Stewart was forty-three years old and had a 401(k). He’d lived in New York for over two decades, but when he flew to California to visit his mother once a year, he was a child again, or if not a child, a teenager. His mother prodded him to eat foods he hated, came into his bedroom unannounced when he was trying to sleep, told him she loved him and needed him and wished he’d move back to live with her. “I have no idea what you see in that dirty city of yours,” she complained. “I’m an old woman. I’m all alone. I need you here with me.”
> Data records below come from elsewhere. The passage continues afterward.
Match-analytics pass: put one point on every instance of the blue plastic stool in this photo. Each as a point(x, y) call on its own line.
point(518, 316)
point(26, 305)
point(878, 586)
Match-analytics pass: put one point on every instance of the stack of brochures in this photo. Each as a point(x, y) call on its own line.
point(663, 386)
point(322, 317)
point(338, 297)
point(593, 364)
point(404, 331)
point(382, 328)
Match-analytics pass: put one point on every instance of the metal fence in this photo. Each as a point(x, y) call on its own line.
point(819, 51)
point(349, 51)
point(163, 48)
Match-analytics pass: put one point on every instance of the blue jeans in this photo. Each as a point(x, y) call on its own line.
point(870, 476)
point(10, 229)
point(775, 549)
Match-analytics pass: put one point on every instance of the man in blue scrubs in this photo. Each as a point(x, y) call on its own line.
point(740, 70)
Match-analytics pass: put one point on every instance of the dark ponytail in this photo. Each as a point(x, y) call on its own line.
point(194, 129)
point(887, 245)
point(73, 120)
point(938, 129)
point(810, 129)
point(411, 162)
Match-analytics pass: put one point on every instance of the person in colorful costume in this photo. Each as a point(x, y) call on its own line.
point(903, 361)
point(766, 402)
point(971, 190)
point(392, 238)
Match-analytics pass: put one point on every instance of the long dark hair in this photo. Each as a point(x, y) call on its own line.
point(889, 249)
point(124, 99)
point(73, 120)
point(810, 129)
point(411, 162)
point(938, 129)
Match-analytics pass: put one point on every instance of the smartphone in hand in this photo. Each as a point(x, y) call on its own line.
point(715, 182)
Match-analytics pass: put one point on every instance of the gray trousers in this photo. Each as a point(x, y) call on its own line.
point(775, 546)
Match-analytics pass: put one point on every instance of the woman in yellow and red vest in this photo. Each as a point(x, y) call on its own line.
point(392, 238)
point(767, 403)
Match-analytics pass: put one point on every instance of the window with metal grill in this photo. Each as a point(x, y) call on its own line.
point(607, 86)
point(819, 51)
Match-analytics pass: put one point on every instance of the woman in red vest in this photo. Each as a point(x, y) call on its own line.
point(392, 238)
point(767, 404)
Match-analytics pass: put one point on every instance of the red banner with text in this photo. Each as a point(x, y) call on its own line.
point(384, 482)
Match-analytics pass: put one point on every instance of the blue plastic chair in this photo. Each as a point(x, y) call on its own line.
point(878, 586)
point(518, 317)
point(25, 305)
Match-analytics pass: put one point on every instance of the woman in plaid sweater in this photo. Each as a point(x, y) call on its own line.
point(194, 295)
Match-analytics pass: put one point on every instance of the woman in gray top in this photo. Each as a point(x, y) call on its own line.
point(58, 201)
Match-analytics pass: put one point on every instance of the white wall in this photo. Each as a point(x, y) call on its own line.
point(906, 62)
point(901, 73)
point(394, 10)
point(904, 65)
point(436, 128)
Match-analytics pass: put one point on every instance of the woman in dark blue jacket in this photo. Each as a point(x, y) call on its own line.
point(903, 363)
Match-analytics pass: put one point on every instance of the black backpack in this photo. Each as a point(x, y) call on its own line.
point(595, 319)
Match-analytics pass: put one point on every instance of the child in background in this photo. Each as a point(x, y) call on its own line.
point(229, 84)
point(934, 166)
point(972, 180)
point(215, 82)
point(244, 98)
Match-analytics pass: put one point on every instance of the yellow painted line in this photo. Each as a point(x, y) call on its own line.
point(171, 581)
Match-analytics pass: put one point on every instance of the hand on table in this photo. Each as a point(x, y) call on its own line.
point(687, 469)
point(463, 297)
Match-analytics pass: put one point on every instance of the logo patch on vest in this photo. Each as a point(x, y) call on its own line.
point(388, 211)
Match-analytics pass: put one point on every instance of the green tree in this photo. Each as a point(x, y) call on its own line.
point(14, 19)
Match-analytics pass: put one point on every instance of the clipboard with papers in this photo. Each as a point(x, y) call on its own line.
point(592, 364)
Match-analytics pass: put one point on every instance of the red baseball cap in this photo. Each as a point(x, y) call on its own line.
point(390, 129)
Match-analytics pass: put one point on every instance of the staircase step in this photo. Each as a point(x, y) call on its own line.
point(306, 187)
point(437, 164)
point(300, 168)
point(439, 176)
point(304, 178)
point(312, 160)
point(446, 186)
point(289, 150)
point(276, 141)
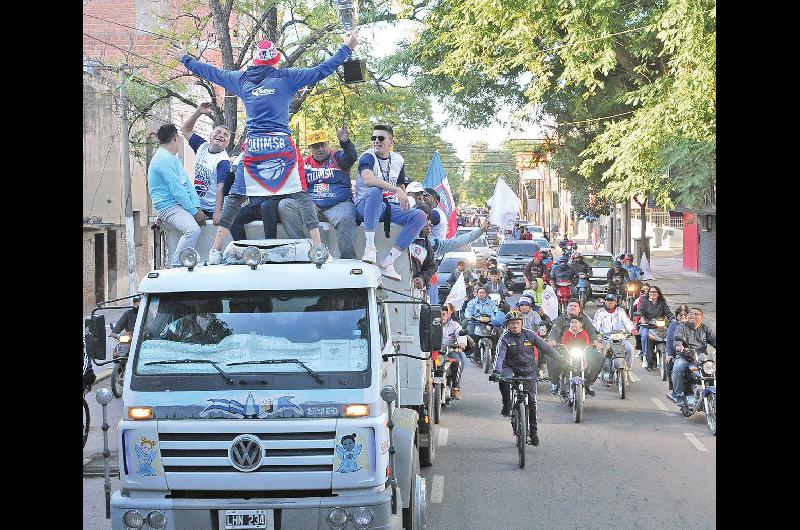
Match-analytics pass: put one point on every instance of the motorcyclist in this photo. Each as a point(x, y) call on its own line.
point(692, 334)
point(617, 273)
point(450, 336)
point(535, 269)
point(562, 272)
point(610, 318)
point(654, 306)
point(515, 357)
point(128, 319)
point(593, 355)
point(480, 305)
This year, because he’d been fired from his position as a senior paralegal and was now unemployed, Heike paid for his plane ticket, though that offer had come with certain conditions. “You always cut me so short,” she said on the phone when they were negotiating the length of his visit. “Stay with me for a while. Why rush back right away? I promise to leave you alone. I let you do your own thing.”

There was the customary haggling, and in the end she prevailed, and he booked a ticket from December 19 to January 9. Once he arrived in California, however, it didn’t take long for him to realize he’d made a mistake. It hit him at church on Christmas Eve, when the pastor was talking about the birth of Jesus and God’s love for the world, and Heike reached out to hold Stewart’s hand. He hadn’t meant to pull away, but he did, and she burst into tears. She riffled through her handbag for a Kleenex, and he felt the eyes of everyone behind him watching them. He hated it when his mother cried, especially in public. She cried constantly—at the movies, when they were looking at old photo albums together, when they went for walks on the beach (most recently, that morning when she asked him what she’d done to make him hate her so much). 

As soon as she posed the question, he inhaled and counted to three. “I don’t hate you,” he replied. 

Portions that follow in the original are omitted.